温暖的煦阳洒满大地,枝叶随着风发出哗啦的脆响。点点碎光从繁盛的叶间洒下,光与影交织相融。
微风悠然的游荡,天边游云卷舒。光影斑驳间,少年的沉静的容颜在点点碎光的印照下显现出来。安静的端坐在画架前,左手拿着画笔,细心的一笔一笔的描眉着。那么淡然、那么静谧的深情,淡的仿佛一阵轻烟,一阵薄雾,在一个不注意,就会随着那无形的风,消逝。
温和的面庞被阳光打出淡金的温暖色彩,淡淡垂下的纤长睫羽遮住了眸底的脉脉心绪。
那么蓝的天,那么白的云,那么,温和的他……
月白的窗帘随风荡起一个个摇摆的弧度。那时候的她,正拿着素面本,坐在离他仅仅几米的地方。安静的,在他没有发现的地方,注视着他。
她本以为,他是不该被打扰的。
她本以为,他是不爱她的。
一天一天过去,伊集院只默默的在他身后凝视,却从不向前跨上一步。
也许,她是骄傲的。她想,她爱了他那么久,却没有任何的回应。
也许,她是怯懦的。她想,就这样一直默默爱着,很好。至少不用去面对那温和的脸上出现的婉拒表情。
然后,不知从何时开始,少年的眉目间隐约有了淡淡的愁绪,混杂了缕缕的不安,那段时间,细心的她发现,少年的额,总算不自觉的轻轻蹙起。

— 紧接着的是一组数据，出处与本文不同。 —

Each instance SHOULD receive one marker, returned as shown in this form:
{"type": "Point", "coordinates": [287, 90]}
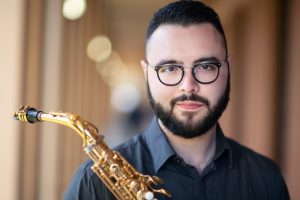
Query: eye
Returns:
{"type": "Point", "coordinates": [206, 66]}
{"type": "Point", "coordinates": [168, 68]}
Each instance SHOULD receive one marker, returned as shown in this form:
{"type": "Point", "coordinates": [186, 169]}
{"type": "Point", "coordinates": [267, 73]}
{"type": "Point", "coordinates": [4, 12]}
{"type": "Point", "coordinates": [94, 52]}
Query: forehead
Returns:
{"type": "Point", "coordinates": [185, 43]}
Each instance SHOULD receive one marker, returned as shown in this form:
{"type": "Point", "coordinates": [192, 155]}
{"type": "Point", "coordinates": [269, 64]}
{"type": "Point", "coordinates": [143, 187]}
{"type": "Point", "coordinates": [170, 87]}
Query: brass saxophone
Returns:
{"type": "Point", "coordinates": [114, 171]}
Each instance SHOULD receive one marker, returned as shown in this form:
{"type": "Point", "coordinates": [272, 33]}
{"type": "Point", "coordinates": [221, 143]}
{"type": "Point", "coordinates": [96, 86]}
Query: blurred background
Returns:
{"type": "Point", "coordinates": [82, 56]}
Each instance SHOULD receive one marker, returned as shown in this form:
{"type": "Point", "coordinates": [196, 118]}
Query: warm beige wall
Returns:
{"type": "Point", "coordinates": [291, 138]}
{"type": "Point", "coordinates": [11, 23]}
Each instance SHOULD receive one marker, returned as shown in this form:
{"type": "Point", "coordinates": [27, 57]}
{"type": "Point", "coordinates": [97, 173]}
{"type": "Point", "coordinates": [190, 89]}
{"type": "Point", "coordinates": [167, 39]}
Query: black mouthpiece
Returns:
{"type": "Point", "coordinates": [33, 115]}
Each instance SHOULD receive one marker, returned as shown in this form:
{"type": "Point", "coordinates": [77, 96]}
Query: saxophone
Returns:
{"type": "Point", "coordinates": [114, 171]}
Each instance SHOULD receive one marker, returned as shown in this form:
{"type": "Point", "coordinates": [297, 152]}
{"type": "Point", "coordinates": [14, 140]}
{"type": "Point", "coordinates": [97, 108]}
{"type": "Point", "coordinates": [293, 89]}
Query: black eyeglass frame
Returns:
{"type": "Point", "coordinates": [181, 67]}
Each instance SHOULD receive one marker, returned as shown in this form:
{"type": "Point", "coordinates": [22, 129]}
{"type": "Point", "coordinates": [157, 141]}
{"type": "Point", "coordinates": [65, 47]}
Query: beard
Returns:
{"type": "Point", "coordinates": [189, 128]}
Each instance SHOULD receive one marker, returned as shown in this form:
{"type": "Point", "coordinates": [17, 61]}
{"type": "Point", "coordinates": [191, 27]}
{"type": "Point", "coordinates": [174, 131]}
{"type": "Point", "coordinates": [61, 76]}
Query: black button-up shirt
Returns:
{"type": "Point", "coordinates": [235, 173]}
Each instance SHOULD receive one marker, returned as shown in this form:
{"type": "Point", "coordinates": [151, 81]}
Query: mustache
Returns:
{"type": "Point", "coordinates": [192, 97]}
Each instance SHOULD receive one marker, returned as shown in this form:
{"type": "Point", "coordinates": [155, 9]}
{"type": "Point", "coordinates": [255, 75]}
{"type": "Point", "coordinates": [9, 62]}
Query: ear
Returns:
{"type": "Point", "coordinates": [144, 66]}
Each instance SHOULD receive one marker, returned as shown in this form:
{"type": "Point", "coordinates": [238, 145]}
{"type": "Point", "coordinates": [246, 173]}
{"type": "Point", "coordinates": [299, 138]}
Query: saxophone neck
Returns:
{"type": "Point", "coordinates": [87, 131]}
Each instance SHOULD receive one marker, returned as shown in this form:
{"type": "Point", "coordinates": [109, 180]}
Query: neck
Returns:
{"type": "Point", "coordinates": [197, 151]}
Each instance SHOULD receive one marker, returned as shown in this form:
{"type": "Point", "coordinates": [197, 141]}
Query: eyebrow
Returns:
{"type": "Point", "coordinates": [173, 61]}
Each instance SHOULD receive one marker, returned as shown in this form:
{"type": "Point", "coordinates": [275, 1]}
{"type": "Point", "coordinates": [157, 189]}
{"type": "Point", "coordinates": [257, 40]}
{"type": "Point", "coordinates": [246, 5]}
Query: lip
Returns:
{"type": "Point", "coordinates": [189, 105]}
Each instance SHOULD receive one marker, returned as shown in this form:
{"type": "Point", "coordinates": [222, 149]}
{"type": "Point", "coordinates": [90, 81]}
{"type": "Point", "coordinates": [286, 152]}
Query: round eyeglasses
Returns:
{"type": "Point", "coordinates": [204, 72]}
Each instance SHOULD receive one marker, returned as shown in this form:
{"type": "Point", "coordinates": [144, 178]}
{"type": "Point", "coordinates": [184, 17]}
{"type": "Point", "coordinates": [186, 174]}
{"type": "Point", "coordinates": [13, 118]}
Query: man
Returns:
{"type": "Point", "coordinates": [188, 80]}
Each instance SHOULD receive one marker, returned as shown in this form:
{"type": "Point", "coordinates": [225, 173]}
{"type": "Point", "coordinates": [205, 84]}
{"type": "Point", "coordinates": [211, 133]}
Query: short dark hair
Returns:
{"type": "Point", "coordinates": [185, 13]}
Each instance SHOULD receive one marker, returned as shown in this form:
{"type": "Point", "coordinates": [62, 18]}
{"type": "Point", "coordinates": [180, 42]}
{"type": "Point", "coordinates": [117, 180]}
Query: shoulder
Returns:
{"type": "Point", "coordinates": [243, 155]}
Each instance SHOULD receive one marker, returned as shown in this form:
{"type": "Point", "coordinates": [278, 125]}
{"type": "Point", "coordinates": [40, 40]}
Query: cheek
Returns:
{"type": "Point", "coordinates": [161, 93]}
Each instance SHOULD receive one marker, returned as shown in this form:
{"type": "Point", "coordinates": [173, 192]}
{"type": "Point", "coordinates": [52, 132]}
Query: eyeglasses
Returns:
{"type": "Point", "coordinates": [204, 72]}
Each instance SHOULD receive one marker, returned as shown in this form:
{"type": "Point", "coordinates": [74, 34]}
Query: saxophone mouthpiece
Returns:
{"type": "Point", "coordinates": [27, 114]}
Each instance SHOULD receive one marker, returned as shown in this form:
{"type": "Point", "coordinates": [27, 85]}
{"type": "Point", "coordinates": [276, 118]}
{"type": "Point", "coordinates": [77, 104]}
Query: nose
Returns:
{"type": "Point", "coordinates": [189, 83]}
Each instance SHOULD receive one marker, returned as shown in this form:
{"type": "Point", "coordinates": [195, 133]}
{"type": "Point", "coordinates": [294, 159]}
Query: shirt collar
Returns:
{"type": "Point", "coordinates": [158, 145]}
{"type": "Point", "coordinates": [161, 149]}
{"type": "Point", "coordinates": [222, 146]}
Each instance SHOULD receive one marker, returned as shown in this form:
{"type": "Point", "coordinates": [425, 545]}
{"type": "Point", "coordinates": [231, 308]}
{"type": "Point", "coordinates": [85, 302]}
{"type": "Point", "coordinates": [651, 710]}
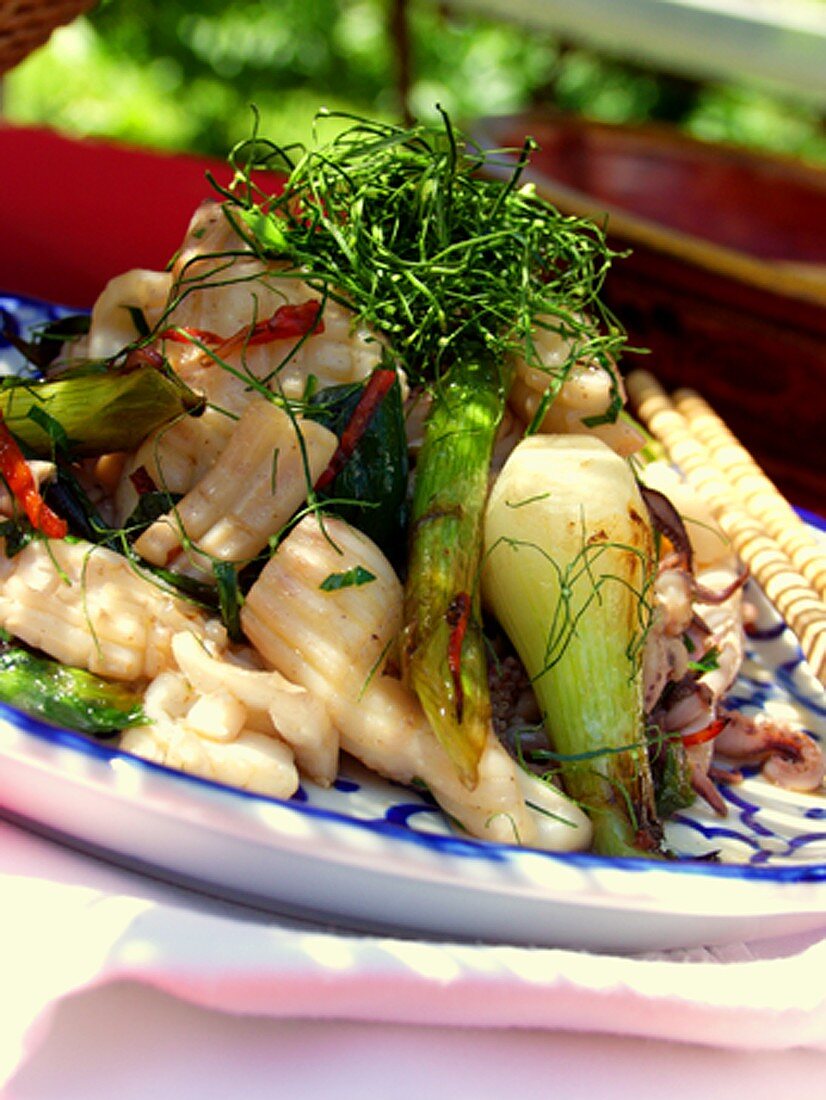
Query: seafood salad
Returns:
{"type": "Point", "coordinates": [354, 475]}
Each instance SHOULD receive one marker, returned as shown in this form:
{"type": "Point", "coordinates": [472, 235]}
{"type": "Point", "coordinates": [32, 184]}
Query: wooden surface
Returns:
{"type": "Point", "coordinates": [750, 337]}
{"type": "Point", "coordinates": [725, 284]}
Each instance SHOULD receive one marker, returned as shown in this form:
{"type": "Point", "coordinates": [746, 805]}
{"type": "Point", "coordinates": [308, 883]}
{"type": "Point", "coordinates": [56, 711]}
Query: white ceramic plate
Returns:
{"type": "Point", "coordinates": [374, 856]}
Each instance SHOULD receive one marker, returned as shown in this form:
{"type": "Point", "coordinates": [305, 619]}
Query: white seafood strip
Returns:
{"type": "Point", "coordinates": [380, 719]}
{"type": "Point", "coordinates": [185, 735]}
{"type": "Point", "coordinates": [88, 607]}
{"type": "Point", "coordinates": [272, 705]}
{"type": "Point", "coordinates": [255, 485]}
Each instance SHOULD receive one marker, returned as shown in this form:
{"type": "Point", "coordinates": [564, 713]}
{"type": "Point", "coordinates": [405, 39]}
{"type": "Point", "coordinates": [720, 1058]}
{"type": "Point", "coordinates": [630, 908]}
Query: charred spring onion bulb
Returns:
{"type": "Point", "coordinates": [568, 553]}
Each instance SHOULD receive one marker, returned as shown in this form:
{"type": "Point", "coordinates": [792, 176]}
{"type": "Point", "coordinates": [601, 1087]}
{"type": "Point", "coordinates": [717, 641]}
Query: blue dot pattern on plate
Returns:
{"type": "Point", "coordinates": [764, 825]}
{"type": "Point", "coordinates": [21, 317]}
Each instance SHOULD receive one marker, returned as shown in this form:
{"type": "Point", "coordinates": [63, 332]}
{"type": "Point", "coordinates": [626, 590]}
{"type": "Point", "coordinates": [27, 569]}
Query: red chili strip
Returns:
{"type": "Point", "coordinates": [18, 476]}
{"type": "Point", "coordinates": [458, 617]}
{"type": "Point", "coordinates": [142, 481]}
{"type": "Point", "coordinates": [186, 334]}
{"type": "Point", "coordinates": [289, 322]}
{"type": "Point", "coordinates": [372, 396]}
{"type": "Point", "coordinates": [707, 734]}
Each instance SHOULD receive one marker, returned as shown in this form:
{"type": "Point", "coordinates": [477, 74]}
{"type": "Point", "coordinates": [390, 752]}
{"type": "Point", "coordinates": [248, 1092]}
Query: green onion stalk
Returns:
{"type": "Point", "coordinates": [442, 250]}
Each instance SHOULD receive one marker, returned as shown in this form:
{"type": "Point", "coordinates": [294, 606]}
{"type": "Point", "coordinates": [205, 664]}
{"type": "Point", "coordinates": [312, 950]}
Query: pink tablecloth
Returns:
{"type": "Point", "coordinates": [114, 985]}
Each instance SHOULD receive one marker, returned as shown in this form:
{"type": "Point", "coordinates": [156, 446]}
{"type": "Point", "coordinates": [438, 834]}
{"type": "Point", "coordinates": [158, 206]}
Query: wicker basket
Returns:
{"type": "Point", "coordinates": [25, 24]}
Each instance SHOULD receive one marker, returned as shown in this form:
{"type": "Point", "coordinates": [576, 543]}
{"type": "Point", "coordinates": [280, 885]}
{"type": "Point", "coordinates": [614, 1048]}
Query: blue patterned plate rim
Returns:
{"type": "Point", "coordinates": [447, 844]}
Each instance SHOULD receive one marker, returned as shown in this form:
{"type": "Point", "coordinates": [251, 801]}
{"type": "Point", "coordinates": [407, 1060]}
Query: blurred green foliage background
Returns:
{"type": "Point", "coordinates": [182, 74]}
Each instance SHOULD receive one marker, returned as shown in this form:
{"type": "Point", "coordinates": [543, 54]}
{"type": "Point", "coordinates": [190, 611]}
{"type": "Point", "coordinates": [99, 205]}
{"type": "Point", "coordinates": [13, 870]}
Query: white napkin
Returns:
{"type": "Point", "coordinates": [70, 923]}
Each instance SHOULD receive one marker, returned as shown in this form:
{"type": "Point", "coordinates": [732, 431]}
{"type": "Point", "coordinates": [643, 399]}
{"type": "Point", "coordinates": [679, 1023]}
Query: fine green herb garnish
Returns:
{"type": "Point", "coordinates": [418, 233]}
{"type": "Point", "coordinates": [350, 579]}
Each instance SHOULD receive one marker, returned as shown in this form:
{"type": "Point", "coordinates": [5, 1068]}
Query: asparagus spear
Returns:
{"type": "Point", "coordinates": [454, 265]}
{"type": "Point", "coordinates": [66, 696]}
{"type": "Point", "coordinates": [443, 655]}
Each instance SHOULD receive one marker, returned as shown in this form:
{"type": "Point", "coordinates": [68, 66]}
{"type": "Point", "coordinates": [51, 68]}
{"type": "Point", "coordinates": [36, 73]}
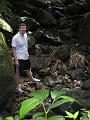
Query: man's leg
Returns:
{"type": "Point", "coordinates": [17, 79]}
{"type": "Point", "coordinates": [29, 74]}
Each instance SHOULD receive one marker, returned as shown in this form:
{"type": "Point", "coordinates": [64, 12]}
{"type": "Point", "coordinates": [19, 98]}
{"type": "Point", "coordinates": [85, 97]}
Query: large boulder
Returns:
{"type": "Point", "coordinates": [7, 83]}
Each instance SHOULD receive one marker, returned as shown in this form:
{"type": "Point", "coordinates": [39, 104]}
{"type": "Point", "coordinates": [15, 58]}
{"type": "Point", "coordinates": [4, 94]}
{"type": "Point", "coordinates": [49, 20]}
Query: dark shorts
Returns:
{"type": "Point", "coordinates": [23, 65]}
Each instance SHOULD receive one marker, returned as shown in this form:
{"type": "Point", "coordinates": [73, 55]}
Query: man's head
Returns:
{"type": "Point", "coordinates": [22, 28]}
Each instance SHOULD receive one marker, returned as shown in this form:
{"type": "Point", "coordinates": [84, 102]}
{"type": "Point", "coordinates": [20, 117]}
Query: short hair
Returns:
{"type": "Point", "coordinates": [22, 24]}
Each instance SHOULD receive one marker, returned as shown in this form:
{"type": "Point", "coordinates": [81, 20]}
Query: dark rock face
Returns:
{"type": "Point", "coordinates": [7, 82]}
{"type": "Point", "coordinates": [58, 24]}
{"type": "Point", "coordinates": [85, 28]}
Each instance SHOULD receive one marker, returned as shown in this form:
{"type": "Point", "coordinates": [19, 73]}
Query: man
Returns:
{"type": "Point", "coordinates": [21, 55]}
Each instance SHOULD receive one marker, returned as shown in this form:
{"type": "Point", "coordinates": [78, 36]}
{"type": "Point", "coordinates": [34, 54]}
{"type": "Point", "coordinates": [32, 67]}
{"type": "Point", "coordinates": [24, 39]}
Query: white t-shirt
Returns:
{"type": "Point", "coordinates": [21, 44]}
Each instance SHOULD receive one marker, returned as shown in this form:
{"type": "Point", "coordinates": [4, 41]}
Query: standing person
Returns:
{"type": "Point", "coordinates": [21, 55]}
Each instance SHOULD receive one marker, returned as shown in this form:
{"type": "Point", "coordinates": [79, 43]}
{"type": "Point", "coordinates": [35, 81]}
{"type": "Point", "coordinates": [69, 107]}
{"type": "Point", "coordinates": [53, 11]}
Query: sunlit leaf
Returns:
{"type": "Point", "coordinates": [69, 98]}
{"type": "Point", "coordinates": [56, 117]}
{"type": "Point", "coordinates": [89, 114]}
{"type": "Point", "coordinates": [9, 118]}
{"type": "Point", "coordinates": [41, 94]}
{"type": "Point", "coordinates": [39, 118]}
{"type": "Point", "coordinates": [28, 105]}
{"type": "Point", "coordinates": [56, 94]}
{"type": "Point", "coordinates": [76, 114]}
{"type": "Point", "coordinates": [38, 114]}
{"type": "Point", "coordinates": [69, 115]}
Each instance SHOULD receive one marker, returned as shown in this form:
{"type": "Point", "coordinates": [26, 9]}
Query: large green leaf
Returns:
{"type": "Point", "coordinates": [76, 114]}
{"type": "Point", "coordinates": [69, 115]}
{"type": "Point", "coordinates": [57, 103]}
{"type": "Point", "coordinates": [28, 105]}
{"type": "Point", "coordinates": [56, 94]}
{"type": "Point", "coordinates": [38, 114]}
{"type": "Point", "coordinates": [9, 118]}
{"type": "Point", "coordinates": [4, 25]}
{"type": "Point", "coordinates": [39, 118]}
{"type": "Point", "coordinates": [56, 117]}
{"type": "Point", "coordinates": [41, 94]}
{"type": "Point", "coordinates": [69, 98]}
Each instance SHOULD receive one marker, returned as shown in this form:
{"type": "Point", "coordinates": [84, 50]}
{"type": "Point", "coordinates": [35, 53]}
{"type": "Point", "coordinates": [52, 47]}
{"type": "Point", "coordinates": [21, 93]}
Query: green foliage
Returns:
{"type": "Point", "coordinates": [38, 99]}
{"type": "Point", "coordinates": [73, 116]}
{"type": "Point", "coordinates": [28, 105]}
{"type": "Point", "coordinates": [4, 8]}
{"type": "Point", "coordinates": [9, 118]}
{"type": "Point", "coordinates": [4, 25]}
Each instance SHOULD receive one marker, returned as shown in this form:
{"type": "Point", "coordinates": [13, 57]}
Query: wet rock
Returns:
{"type": "Point", "coordinates": [7, 82]}
{"type": "Point", "coordinates": [78, 74]}
{"type": "Point", "coordinates": [63, 53]}
{"type": "Point", "coordinates": [85, 28]}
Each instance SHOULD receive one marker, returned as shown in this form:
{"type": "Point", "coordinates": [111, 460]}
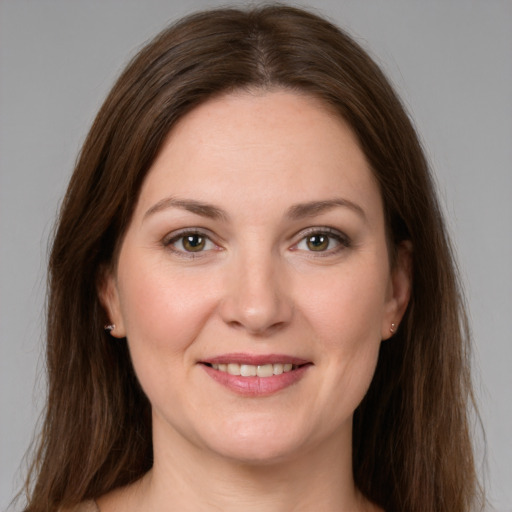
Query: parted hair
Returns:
{"type": "Point", "coordinates": [412, 447]}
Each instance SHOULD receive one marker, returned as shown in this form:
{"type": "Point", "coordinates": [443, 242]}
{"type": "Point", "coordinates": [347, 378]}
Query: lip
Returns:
{"type": "Point", "coordinates": [255, 359]}
{"type": "Point", "coordinates": [256, 386]}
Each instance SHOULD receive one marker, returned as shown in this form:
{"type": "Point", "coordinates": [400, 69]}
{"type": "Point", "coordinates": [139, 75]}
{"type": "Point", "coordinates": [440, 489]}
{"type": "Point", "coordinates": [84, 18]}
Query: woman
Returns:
{"type": "Point", "coordinates": [253, 221]}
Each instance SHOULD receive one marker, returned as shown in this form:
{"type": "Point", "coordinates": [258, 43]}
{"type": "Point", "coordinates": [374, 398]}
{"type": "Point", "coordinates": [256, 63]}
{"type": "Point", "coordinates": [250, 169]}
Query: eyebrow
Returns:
{"type": "Point", "coordinates": [314, 208]}
{"type": "Point", "coordinates": [295, 212]}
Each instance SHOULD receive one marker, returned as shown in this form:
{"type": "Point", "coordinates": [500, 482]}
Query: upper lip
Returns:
{"type": "Point", "coordinates": [255, 359]}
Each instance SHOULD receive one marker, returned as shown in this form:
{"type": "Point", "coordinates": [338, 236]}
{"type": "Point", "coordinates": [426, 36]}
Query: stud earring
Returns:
{"type": "Point", "coordinates": [109, 328]}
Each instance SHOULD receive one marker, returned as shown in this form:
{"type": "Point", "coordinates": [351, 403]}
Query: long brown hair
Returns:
{"type": "Point", "coordinates": [411, 448]}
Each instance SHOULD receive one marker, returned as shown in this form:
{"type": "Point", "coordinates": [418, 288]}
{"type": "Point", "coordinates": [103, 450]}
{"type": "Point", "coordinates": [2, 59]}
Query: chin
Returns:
{"type": "Point", "coordinates": [258, 446]}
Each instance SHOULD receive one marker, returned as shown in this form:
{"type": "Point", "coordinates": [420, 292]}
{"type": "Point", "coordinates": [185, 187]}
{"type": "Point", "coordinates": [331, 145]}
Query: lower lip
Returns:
{"type": "Point", "coordinates": [257, 386]}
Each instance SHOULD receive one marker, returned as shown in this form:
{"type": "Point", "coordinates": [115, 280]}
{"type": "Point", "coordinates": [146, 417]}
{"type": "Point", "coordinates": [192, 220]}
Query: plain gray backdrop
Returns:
{"type": "Point", "coordinates": [451, 61]}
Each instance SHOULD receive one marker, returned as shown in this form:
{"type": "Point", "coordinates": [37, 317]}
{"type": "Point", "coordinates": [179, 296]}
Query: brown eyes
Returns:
{"type": "Point", "coordinates": [318, 242]}
{"type": "Point", "coordinates": [193, 243]}
{"type": "Point", "coordinates": [326, 240]}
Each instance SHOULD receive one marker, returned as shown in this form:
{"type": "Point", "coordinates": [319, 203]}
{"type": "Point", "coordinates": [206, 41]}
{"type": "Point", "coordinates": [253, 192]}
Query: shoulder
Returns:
{"type": "Point", "coordinates": [85, 506]}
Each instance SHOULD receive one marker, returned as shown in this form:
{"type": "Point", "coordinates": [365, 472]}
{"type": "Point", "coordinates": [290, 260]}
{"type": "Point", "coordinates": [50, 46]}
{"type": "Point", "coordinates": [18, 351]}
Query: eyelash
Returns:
{"type": "Point", "coordinates": [340, 238]}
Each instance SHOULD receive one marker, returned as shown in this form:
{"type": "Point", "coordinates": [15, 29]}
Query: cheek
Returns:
{"type": "Point", "coordinates": [347, 326]}
{"type": "Point", "coordinates": [163, 312]}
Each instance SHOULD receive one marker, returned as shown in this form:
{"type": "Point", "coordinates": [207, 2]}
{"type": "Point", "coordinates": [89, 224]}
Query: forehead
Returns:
{"type": "Point", "coordinates": [261, 149]}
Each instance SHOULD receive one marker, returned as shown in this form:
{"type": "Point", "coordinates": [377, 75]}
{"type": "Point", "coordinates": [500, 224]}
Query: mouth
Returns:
{"type": "Point", "coordinates": [251, 370]}
{"type": "Point", "coordinates": [252, 375]}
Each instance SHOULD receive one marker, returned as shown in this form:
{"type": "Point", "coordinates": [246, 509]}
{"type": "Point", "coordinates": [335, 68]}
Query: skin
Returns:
{"type": "Point", "coordinates": [257, 287]}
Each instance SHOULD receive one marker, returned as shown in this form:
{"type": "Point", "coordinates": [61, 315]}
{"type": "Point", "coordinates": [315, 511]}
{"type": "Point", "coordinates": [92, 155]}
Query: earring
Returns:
{"type": "Point", "coordinates": [109, 328]}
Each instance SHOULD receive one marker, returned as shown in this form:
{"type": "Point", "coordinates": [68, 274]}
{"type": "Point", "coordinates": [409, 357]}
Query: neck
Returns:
{"type": "Point", "coordinates": [188, 477]}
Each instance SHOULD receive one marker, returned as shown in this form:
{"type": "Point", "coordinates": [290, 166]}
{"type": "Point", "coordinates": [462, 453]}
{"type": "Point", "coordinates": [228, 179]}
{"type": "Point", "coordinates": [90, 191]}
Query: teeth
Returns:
{"type": "Point", "coordinates": [250, 370]}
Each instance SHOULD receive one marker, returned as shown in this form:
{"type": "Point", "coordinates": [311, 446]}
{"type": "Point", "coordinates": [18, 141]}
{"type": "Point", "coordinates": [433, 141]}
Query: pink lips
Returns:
{"type": "Point", "coordinates": [256, 386]}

慢慢的,随着时间的流逝,那眉目间化不开的淡淡忧愁化作了一抹看透一切的淡然。
深沉的眸越发的平淡无波。
然后,然后,终于有一天。
清雅恍若白莲的少年不在了。不是离开,而是完完全全的从这个世界上消逝。
重生之莲,比原本的少年更加夺目,是一种足以让人屏息的美丽。但是,自她看见重莲的一瞬间,她听见了,心底玻璃碎裂的轻响。
泪,终于,一滴一滴的坠落下来。
海水,很咸。
在认识他以前,她不知道,原来还有人可以清雅如莲,淡弱云烟。
这样干净剔透的少年,是连上天也不忍心让他继续在这世界上跌撞流离。于是将他召唤回去了吧。
眸子里还含着晶莹的泪,伊集院却淡淡微笑起来。
也好,这样莲就再不用受苦了
也好,这样,你是否终于从这污浊的尘世解脱?
天,逐渐亮了起来。黑夜的幕布被光明的利剑硬生生的撕开了一道口子,破晓的光束自那沉重的阴霾中倾泻而出,映亮了天地。空气中弥漫着晨间的清新怡然。
太阳,渐渐升起,嫣红的朝霞晕染了天际。新的一天,我们依旧要勇敢面对。
聚餐
华灯初上,夜风袭人。
风从急弛的车窗外吹来;雪色的银色发丝在空中肆意舞动;外套下白衬衣的衣领翻飞。
夜晚的东京街头,人头熙嚷。车水马龙的街道;像一条条游龙交错纵横;蔓延至远方的黑暗之中。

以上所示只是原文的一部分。